Ab wann ist Lärm schädlich?

Ab ca. 40 dB kann es bereits zu Konzentrationsstörungen kommen, Hörschäden können bei dauerhafter Beschallung ab 60 dB entstehen. Bei längerer Aussetzung von Lärmpegeln ab 65 dB wurde ein erhöhtes Risiko für Herz-Kreislauf-Erkrankungen nachgewiesen. Bei nur kurzer Einwirkung von 120 dB können bleibende Hörschäden entstehen – reflexartig halten wir uns die Ohren zu.

Kritisch und lange Zeit unterschätzt sind allerdings die dauerhaft auf uns wirkenden Lärmbelastungen, z. B. durch den Straßenverkehr. Vorbeifahrende Pkw erreichen Werte zwischen 55 und 75 dB (u. a. abhängig von der Fahrgeschwindigkeit, dem Motor und der Straßenoberfläche), Lkw und Motorräder liegen meist darüber.

Die Weltgesundheitsorganisation (WHO) benennt daher bereits Auslösewerte (also Lautstärken, ab denen man schützende Vorkehrungen treffen sollte) von dauerhaft 53 dB über Tag und 45 dB in der Nacht. Das Umweltbundesamt (UBA) empfiehlt Werte von 55 dB (nachts) bzw. 65 dB (tags) und im Rahmen der Lärmaktionsplanung (Richtlinie 2002/49/EG) sind Schutz- oder Verminderungsmaßnahmen ab spätestens 60 (nachts) bzw. 70 dB (tags) zu entwickeln.
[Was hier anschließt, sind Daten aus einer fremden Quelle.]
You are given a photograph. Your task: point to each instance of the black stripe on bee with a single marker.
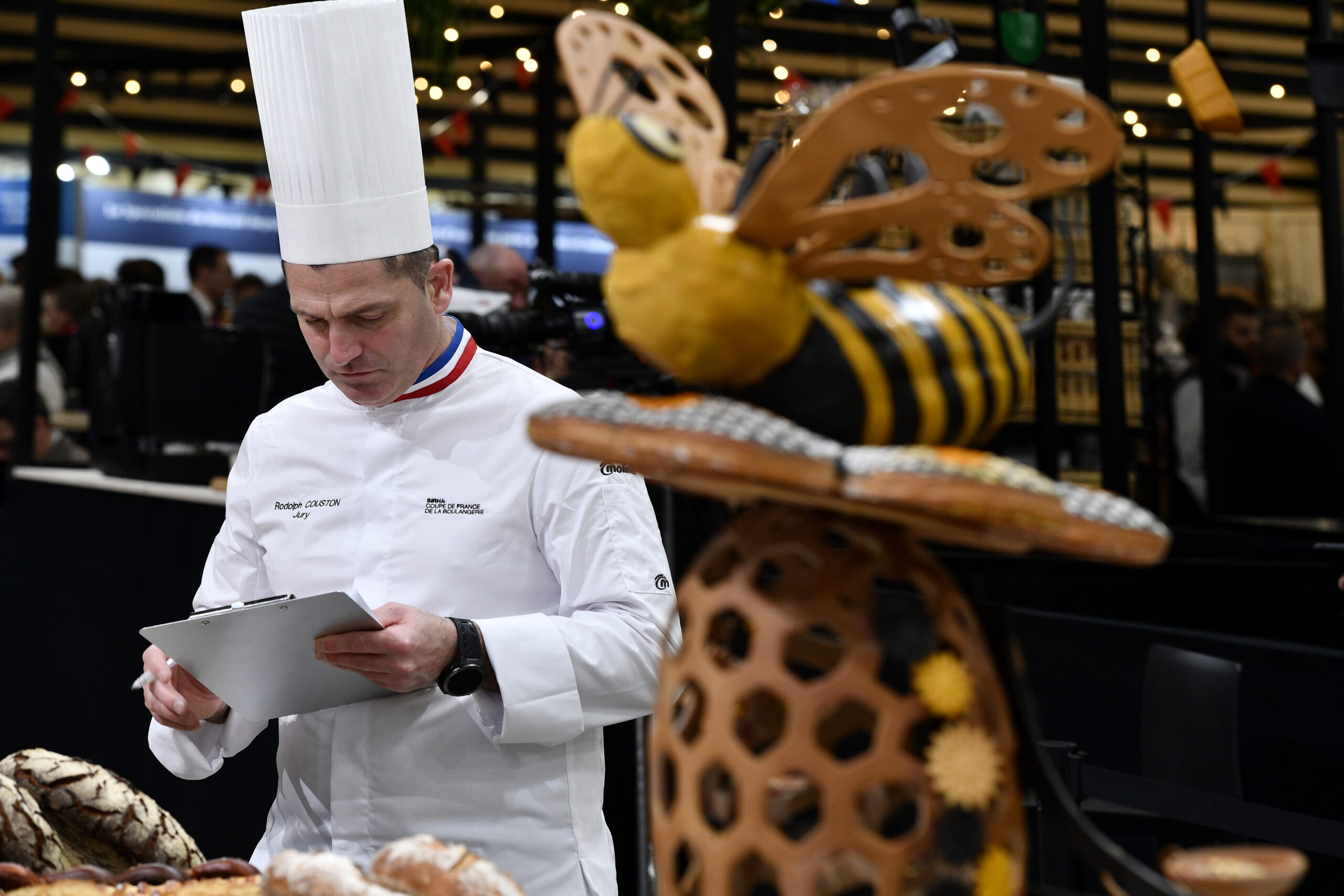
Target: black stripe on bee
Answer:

Lärmaktionsplanung – Was ist das?

Doch was ist denn nun diese ‚Lärmaktionsplanung‘ überhaupt? Seit dem Jahr 2002 ist es Ziel der Europäischen Gemeinschaft (EG), die Menschen vor schädlichen Lärmeinflüssen zu schützen. Dazu wurde die „Richtlinie 2002/49/EG über die Bewertung und Bekämpfung von Umgebungslärm“ (kurz: EU-Umgebungslärmrichtlinie) erlassen, die in allen Mitgliedsstaaten in nationales Recht umgesetzt werden musste. In Deutschland geschah dies im Rahmen des Bundes-Immissionsschutzgesetzes (BImSchG), speziell in dessen § 47d.

Darin werden die zuständigen Behörden verpflichtet, sogenannte Lärmaktionspläne (kurz: LAP) zu erstellen, in denen Lärmprobleme und Lärmauswirkungen für Orte in der Nähe von Hauptverkehrsstraßen, Haupteisenbahnstrecken, Großflughäfen oder in Ballungsräumen untersucht und durch entsprechende Maßnahmen geregelt bzw. gemindert werden sollen. Was genau ein Lärmaktionsplan enthalten muss ist im Anhang V der EU-Umgebungslärmrichtlinie vorgegeben.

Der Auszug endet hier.